In June 2013, Senior Minister of State for Law, and Education Indranee Rajah initiated to fill the shortage of family and criminal lawyers from mid-career professionals through the third law school. SIM University (UniSIM) before it was restructured into the Singapore University of Social Sciences (SUSS) and the Singapore Institute of Technology (SIT) were among the institutions shortlisted to house the third law school.

In October 2013, Minister for Education Heng Swee Keat announced during UniSIM's convocation that the university was selected to house the third law school due to its track record of offering degree programmes for working adults and current offerings in humanities and the social sciences Subsequently, Minister for Law K. Shanmugam clarified that students in the third law school will be trained holistically and not restricted to family and criminal Law only. Eventually, most of the graduates will pursue family and criminal law. It is also not fair to name the school as second class.

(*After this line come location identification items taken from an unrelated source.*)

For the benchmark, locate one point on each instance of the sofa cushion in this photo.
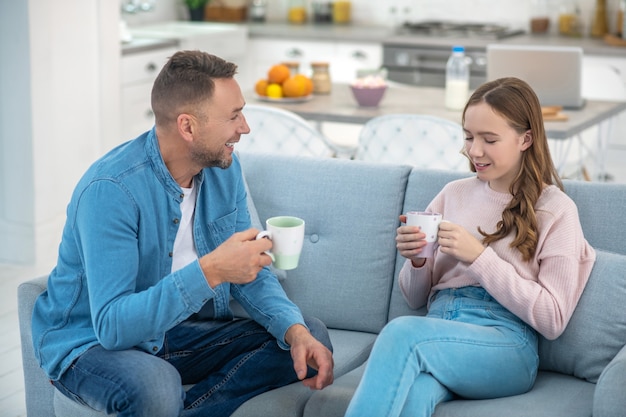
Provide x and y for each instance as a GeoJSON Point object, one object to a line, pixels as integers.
{"type": "Point", "coordinates": [338, 199]}
{"type": "Point", "coordinates": [598, 207]}
{"type": "Point", "coordinates": [597, 329]}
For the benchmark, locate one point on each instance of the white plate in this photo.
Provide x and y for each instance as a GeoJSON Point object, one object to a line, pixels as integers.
{"type": "Point", "coordinates": [285, 100]}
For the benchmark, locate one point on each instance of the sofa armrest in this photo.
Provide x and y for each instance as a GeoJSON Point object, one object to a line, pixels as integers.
{"type": "Point", "coordinates": [37, 388]}
{"type": "Point", "coordinates": [609, 399]}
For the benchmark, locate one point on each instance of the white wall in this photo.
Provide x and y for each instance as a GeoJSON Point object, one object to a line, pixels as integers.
{"type": "Point", "coordinates": [515, 13]}
{"type": "Point", "coordinates": [16, 165]}
{"type": "Point", "coordinates": [57, 106]}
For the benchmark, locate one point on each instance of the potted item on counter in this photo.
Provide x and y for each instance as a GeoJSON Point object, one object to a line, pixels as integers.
{"type": "Point", "coordinates": [196, 9]}
{"type": "Point", "coordinates": [227, 11]}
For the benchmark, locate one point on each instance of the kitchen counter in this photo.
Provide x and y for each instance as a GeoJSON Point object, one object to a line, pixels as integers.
{"type": "Point", "coordinates": [340, 107]}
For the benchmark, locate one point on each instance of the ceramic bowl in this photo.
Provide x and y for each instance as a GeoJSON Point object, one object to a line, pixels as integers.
{"type": "Point", "coordinates": [368, 96]}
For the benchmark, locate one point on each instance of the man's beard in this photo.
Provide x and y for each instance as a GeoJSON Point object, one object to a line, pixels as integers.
{"type": "Point", "coordinates": [210, 159]}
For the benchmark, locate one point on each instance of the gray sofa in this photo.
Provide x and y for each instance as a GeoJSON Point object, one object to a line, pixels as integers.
{"type": "Point", "coordinates": [347, 278]}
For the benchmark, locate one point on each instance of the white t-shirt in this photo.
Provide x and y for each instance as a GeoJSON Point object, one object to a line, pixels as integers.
{"type": "Point", "coordinates": [184, 247]}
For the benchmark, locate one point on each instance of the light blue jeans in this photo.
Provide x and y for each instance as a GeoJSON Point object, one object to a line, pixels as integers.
{"type": "Point", "coordinates": [229, 362]}
{"type": "Point", "coordinates": [468, 346]}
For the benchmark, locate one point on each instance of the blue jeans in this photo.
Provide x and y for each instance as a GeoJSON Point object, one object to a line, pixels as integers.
{"type": "Point", "coordinates": [468, 345]}
{"type": "Point", "coordinates": [229, 362]}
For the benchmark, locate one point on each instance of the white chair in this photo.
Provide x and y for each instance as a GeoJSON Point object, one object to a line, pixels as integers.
{"type": "Point", "coordinates": [274, 130]}
{"type": "Point", "coordinates": [414, 139]}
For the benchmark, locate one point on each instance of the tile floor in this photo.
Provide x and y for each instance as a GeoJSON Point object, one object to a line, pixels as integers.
{"type": "Point", "coordinates": [11, 377]}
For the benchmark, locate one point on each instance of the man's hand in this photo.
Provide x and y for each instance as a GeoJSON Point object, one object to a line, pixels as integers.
{"type": "Point", "coordinates": [306, 350]}
{"type": "Point", "coordinates": [238, 260]}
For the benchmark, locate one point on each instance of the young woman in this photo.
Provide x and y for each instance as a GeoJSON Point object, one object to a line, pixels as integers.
{"type": "Point", "coordinates": [512, 262]}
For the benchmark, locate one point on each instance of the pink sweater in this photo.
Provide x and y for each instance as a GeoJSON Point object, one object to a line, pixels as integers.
{"type": "Point", "coordinates": [542, 292]}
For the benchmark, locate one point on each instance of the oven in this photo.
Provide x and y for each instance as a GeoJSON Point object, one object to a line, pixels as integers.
{"type": "Point", "coordinates": [423, 63]}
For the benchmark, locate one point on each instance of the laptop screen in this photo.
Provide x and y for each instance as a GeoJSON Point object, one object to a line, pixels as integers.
{"type": "Point", "coordinates": [554, 72]}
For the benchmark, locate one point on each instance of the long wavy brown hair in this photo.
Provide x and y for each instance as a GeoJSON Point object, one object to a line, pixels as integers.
{"type": "Point", "coordinates": [517, 103]}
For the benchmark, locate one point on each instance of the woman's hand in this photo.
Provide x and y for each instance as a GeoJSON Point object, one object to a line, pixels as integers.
{"type": "Point", "coordinates": [410, 240]}
{"type": "Point", "coordinates": [454, 240]}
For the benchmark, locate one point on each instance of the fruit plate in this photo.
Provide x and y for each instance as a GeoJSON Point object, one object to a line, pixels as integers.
{"type": "Point", "coordinates": [285, 100]}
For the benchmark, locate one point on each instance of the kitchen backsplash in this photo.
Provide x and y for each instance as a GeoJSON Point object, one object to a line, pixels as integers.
{"type": "Point", "coordinates": [513, 13]}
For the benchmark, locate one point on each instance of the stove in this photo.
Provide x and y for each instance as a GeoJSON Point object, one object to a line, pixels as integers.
{"type": "Point", "coordinates": [440, 28]}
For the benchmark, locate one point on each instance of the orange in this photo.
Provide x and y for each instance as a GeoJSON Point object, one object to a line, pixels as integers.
{"type": "Point", "coordinates": [278, 73]}
{"type": "Point", "coordinates": [261, 87]}
{"type": "Point", "coordinates": [274, 90]}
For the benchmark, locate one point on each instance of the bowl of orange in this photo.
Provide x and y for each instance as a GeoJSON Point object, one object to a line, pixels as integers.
{"type": "Point", "coordinates": [281, 84]}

In November 2013, the Ministry of Law (MinLaw) setup the 12-member steering committee to guide the development of the UniSIM law school. The committee was chaired by Senior Minister of State for Law, and Education Indranee Rajah, and composed of legal experts such as renowned criminal lawyer Subhas Anandan, chief prosecutor Tai Wei Shyong, chief district dudge See Kee Oon, and Mr Noor Marican. Other members include Valerie Thean, Cheong Hee Kiat, Raja Kumar s/o Thamny Rajah, Amarjeet Singh, Foo Siew Fong and Narayanan Sreenivasan.

In February 2016, MinLaw announced that 50 to 60 places were offered to the law school's first intake for January 2017. 80 per cent of the intake will be allocated for mature students and the remaining for fresh school leavers. Students have to complete the course curriculum that is modular and credit based. The programme is practice-oriented, multidisciplinary and focus on applied research. Admission into the programme is based on academic credentials, aptitude, attitude and interest to pursue family and criminal law. There will be offerings in Bachelor of Laws (LLB) and Juris Doctor (JD) programmes.

The school intends to eventually locate in the State and or Family Justice Courts to conduct practical learning.

Despite previous recommendations from the steering committee to conduct conversion course for law graduates with external law degrees not on the list of approved overseas institutions to become full-fledged lawyers, this concluded with the course not being offered.

In October 2016, UniSIM informed that the law school has filled all 60 places for its two law programmes, from close to 400 applications. The school accepted 27 applicants for its LLB programme, and 33 for the JD programme.

In January 2017, SUSS School of Law started with an initial intake of 60 students.

The yearly intake is 75 students for all LLB and JD students combined. Most of the intake are working adults who wish to make a mid-career switch to become lawyers specialising in family law or criminal law.

== Eligibility to sit for Part B of the Singapore Bar Examinations ==
Students who wish to be eligible to sit for Part B of the Singapore Bar Examinations conducted by the Singapore Institute of Legal Education must also obtain a CGPA of least 3.5 (out of a maximum of 5) for their LLB or JD programmes.